Online business puts focus on pet health

November 5, 2009 Updated: October 1, 2015

PetWellbeing's products undergo stringent testing by certified. (
PetWellbeing's products undergo stringent testing by certified. (
A fondness for animals was part of the motivation behind entrepreneur Darcy Foster’s decision to establish, a website where shoppers can purchase alternative health supplements for their pets.

Foster chose this niche market upon discovering that there was a dearth of information on the topic while at the same many people were looking for an alternative to conventional medicine when treating their pets’ ailments.

It took time and hard work, but Foster has successfully tapped into the North American online market with PetWellbeing, and in the last four years business has skyrocketed.

“Like all business there is a learning curve, especially online,” he says. “It has become easier now that we have created a brand, but certainly we had to invest a lot of energy into making it a destination for people who are looking for information about holistic health for their pets.”

The site sells more than 120 products that offer remedies for everything from liver disease and Cushing’s disease in dogs to cancer, kidney disease, and hypothyroidism in cats.

All PetWellbeing’s products, manufactured in a certified organic processing facility in Kelowna, British Columbia, are developed by veterinarians, naturopathic doctors, and a master herbalist, and all undergo stringent testing.

Realizing that “a lot of websites are not that great,” Vancouver-based Foster conducted extensive “user testing” to make the PetWellbeing a mine of information and easy to navigate.

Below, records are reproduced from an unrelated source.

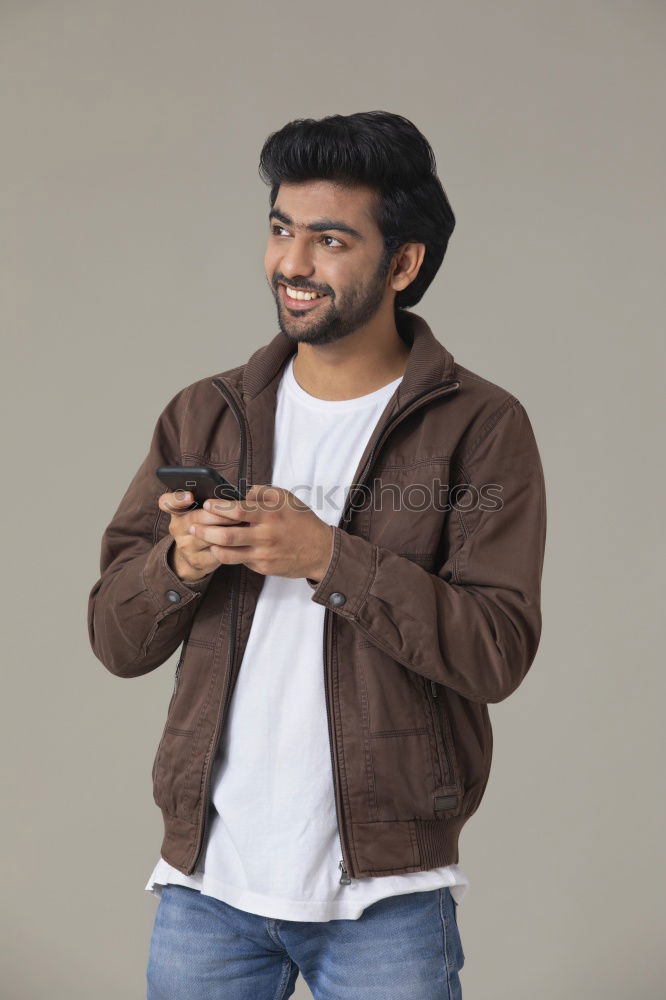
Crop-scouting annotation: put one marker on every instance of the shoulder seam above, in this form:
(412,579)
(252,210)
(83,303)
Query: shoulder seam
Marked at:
(488,426)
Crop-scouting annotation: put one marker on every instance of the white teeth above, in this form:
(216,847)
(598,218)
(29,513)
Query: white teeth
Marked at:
(295,293)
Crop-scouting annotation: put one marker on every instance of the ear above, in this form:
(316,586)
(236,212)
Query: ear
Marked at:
(406,265)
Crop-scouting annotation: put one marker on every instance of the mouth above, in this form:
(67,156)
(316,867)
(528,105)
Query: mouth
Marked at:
(300,305)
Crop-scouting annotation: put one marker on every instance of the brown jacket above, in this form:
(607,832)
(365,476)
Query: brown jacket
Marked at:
(432,599)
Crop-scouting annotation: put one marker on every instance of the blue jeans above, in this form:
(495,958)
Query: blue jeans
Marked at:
(400,948)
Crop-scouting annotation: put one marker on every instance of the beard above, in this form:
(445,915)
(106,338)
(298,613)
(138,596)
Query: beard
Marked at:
(332,321)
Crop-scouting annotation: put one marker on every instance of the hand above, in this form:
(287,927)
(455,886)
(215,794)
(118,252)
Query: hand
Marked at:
(191,559)
(279,535)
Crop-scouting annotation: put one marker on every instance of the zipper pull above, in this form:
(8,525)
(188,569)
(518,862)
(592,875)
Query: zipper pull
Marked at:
(344,878)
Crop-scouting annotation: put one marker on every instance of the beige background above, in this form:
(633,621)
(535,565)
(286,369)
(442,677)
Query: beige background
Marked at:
(133,233)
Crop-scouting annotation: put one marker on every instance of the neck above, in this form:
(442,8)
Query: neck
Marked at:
(357,364)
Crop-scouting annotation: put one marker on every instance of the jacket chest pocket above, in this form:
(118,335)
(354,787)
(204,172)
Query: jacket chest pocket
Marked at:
(446,760)
(408,506)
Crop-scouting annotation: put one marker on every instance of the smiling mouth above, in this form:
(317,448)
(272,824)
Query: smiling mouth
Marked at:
(300,305)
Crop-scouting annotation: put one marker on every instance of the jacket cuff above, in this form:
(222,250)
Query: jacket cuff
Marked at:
(349,575)
(168,590)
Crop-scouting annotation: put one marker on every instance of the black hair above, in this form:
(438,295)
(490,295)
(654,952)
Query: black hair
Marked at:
(380,150)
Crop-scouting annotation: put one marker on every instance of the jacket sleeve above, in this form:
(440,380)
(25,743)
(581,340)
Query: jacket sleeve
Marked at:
(475,624)
(139,610)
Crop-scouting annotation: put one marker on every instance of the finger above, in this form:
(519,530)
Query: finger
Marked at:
(175,502)
(224,536)
(202,516)
(237,510)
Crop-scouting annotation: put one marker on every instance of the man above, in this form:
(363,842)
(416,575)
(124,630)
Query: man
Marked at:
(328,734)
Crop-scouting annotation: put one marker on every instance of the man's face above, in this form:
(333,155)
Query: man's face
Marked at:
(341,259)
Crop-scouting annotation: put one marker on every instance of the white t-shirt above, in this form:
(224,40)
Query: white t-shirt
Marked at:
(272,845)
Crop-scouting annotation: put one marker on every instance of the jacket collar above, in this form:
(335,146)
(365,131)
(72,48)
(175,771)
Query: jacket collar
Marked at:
(428,364)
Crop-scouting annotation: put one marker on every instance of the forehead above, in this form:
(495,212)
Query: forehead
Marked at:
(310,201)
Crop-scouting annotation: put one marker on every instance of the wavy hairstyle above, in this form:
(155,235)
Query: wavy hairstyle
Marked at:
(380,150)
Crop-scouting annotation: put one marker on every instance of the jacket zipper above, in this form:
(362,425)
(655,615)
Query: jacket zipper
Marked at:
(449,762)
(235,588)
(345,864)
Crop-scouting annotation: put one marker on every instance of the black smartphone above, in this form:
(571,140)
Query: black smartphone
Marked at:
(203,482)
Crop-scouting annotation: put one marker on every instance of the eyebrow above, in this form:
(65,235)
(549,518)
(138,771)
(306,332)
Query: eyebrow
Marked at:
(318,226)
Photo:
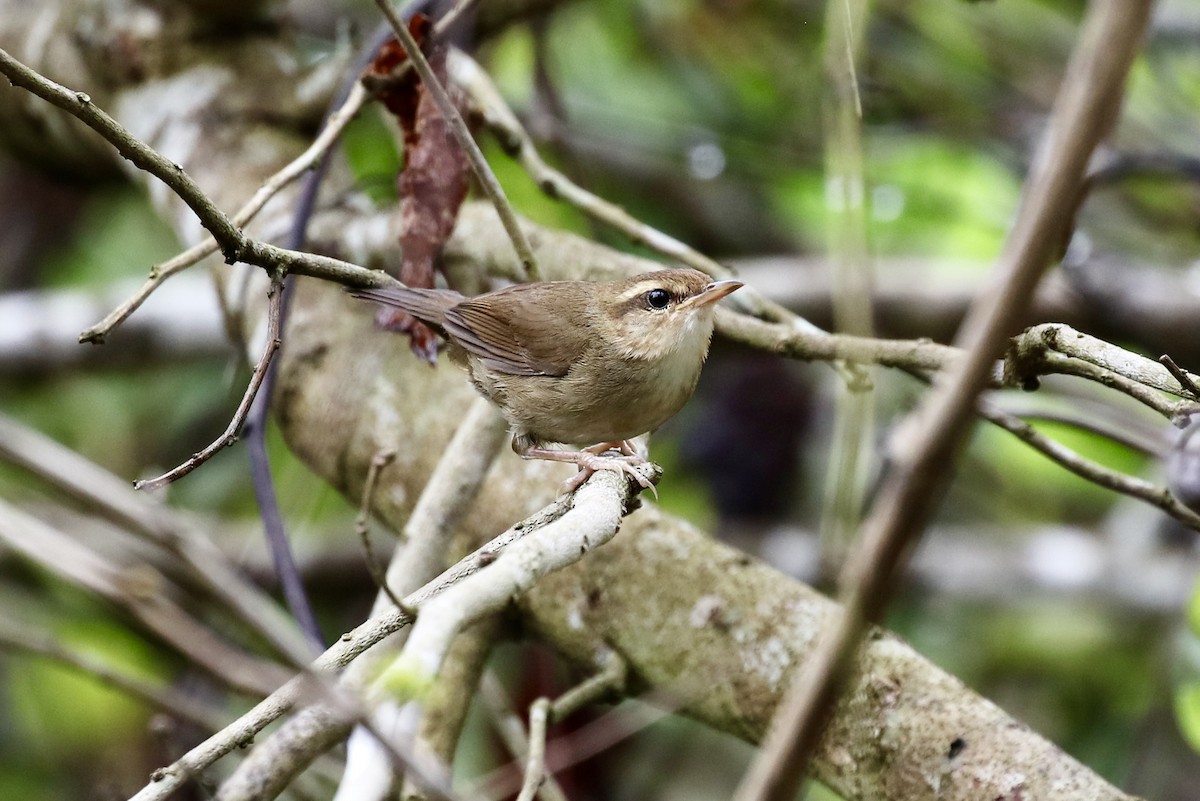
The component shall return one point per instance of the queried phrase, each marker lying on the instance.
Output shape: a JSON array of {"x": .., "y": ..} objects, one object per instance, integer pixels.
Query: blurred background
[{"x": 720, "y": 122}]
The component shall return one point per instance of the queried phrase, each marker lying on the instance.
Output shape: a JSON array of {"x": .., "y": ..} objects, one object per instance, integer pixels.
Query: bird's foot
[
  {"x": 589, "y": 463},
  {"x": 623, "y": 446}
]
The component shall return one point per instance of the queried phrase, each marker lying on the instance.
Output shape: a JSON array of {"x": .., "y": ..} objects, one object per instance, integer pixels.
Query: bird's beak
[{"x": 712, "y": 293}]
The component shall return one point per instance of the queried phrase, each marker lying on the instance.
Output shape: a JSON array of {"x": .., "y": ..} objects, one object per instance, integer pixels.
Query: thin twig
[
  {"x": 352, "y": 644},
  {"x": 1062, "y": 365},
  {"x": 1085, "y": 468},
  {"x": 535, "y": 763},
  {"x": 381, "y": 461},
  {"x": 78, "y": 103},
  {"x": 1185, "y": 380},
  {"x": 305, "y": 161},
  {"x": 114, "y": 500},
  {"x": 611, "y": 679},
  {"x": 234, "y": 244},
  {"x": 275, "y": 296},
  {"x": 1107, "y": 46},
  {"x": 511, "y": 730},
  {"x": 459, "y": 127},
  {"x": 517, "y": 142},
  {"x": 185, "y": 709}
]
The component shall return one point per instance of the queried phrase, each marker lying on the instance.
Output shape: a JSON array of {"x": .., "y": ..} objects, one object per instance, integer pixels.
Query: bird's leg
[
  {"x": 588, "y": 462},
  {"x": 627, "y": 447}
]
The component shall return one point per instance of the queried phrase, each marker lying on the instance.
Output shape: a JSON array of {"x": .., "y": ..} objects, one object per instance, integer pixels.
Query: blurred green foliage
[{"x": 707, "y": 120}]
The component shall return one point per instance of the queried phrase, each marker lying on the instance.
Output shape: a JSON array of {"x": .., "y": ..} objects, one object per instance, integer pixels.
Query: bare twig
[
  {"x": 535, "y": 763},
  {"x": 275, "y": 295},
  {"x": 516, "y": 140},
  {"x": 114, "y": 500},
  {"x": 1185, "y": 380},
  {"x": 1091, "y": 88},
  {"x": 185, "y": 709},
  {"x": 511, "y": 730},
  {"x": 1090, "y": 470},
  {"x": 144, "y": 592},
  {"x": 615, "y": 492},
  {"x": 301, "y": 163},
  {"x": 474, "y": 155},
  {"x": 235, "y": 246}
]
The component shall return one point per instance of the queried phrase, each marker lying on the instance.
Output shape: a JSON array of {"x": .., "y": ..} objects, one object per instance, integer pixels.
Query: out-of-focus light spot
[
  {"x": 887, "y": 203},
  {"x": 706, "y": 161}
]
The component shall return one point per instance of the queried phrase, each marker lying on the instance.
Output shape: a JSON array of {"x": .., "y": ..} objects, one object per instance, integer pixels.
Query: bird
[{"x": 579, "y": 362}]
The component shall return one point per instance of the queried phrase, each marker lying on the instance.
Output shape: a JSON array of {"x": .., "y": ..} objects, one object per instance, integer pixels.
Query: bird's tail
[{"x": 426, "y": 305}]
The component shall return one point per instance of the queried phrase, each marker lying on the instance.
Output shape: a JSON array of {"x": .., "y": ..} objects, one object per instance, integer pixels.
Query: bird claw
[{"x": 589, "y": 463}]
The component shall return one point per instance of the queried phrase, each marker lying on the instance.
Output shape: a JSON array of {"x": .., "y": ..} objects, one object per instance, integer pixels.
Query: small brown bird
[{"x": 579, "y": 361}]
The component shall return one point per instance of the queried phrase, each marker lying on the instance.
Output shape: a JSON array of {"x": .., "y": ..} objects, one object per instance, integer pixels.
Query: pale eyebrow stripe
[{"x": 637, "y": 289}]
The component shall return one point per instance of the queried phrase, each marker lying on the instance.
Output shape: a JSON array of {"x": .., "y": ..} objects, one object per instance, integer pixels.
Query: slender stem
[
  {"x": 459, "y": 127},
  {"x": 231, "y": 433}
]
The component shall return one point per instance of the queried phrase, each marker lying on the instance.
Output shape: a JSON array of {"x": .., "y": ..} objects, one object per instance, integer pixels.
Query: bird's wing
[
  {"x": 522, "y": 330},
  {"x": 426, "y": 305}
]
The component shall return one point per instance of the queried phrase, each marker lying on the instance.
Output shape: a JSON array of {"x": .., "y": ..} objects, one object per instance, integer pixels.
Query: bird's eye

 “What we've really tried to do is to focus on our customers and give them the information that they're looking for,” he says.

This involves providing comprehensive online resources for natural pet care information. The site boasts a library of over 250 articles, several blogs, an educational newsletter, and its own Wiki site.

“One of the things that differentiates us is that we have a very strong background in understanding how to get people to come to the website and how give them an experience that is good,” Foster says.

The company has offices in Vancouver and Atlanta, Georgia, and the products are registered with the U.S. Food and Drug Administration for export to the U.S.

Part of the brand’s success has been thanks to a “customer review” process, Foster says.

Within three weeks to a month after a customer buys a product, the system automatically surveys the customer to get feedback on that product. After going through a moderator, the review is uploaded to the website.

“If the product is having a real positive impact then other people get to see that from a third party's perspective, and that's really helped drive the business. It allows people to see how a lot of other people are using the product and the sort of success they are having with it.”

As well as monitoring social networking sites such as Facebook, MySpace, and Twitter, the company uses Yahoo Answers to get the word out about PetWellbeing.

“If somebody is looking for an alternative to a pharmaceutical that they may have been giving their cat or dog that has been causing nasty side effects, they may ask that question in Yahoo Answers,” says Foster.

“What we've tried to do is be in the places where the conversations are happening and introduce ourselves and introduce the PetWellbeing brand.”

While conventional pet medicine certainly has its place, says Foster, interest in the alternative, holistic approach to keeping pets healthy has grown in leaps and bounds in recent years. He believes this is partially due to the high cost of tests and some medications offered in conventional veterinary practices.

“There are a lot of people who are dissatisfied with the process that they generally have to go through now,” he says.

“What we really try to do is focus on maintaining pet health to prevent illness and huge vet bills. We're just trying to offer an alternative and give people an opportunity to feed their cat or dog something that is going to help benefit or supplement their diet.”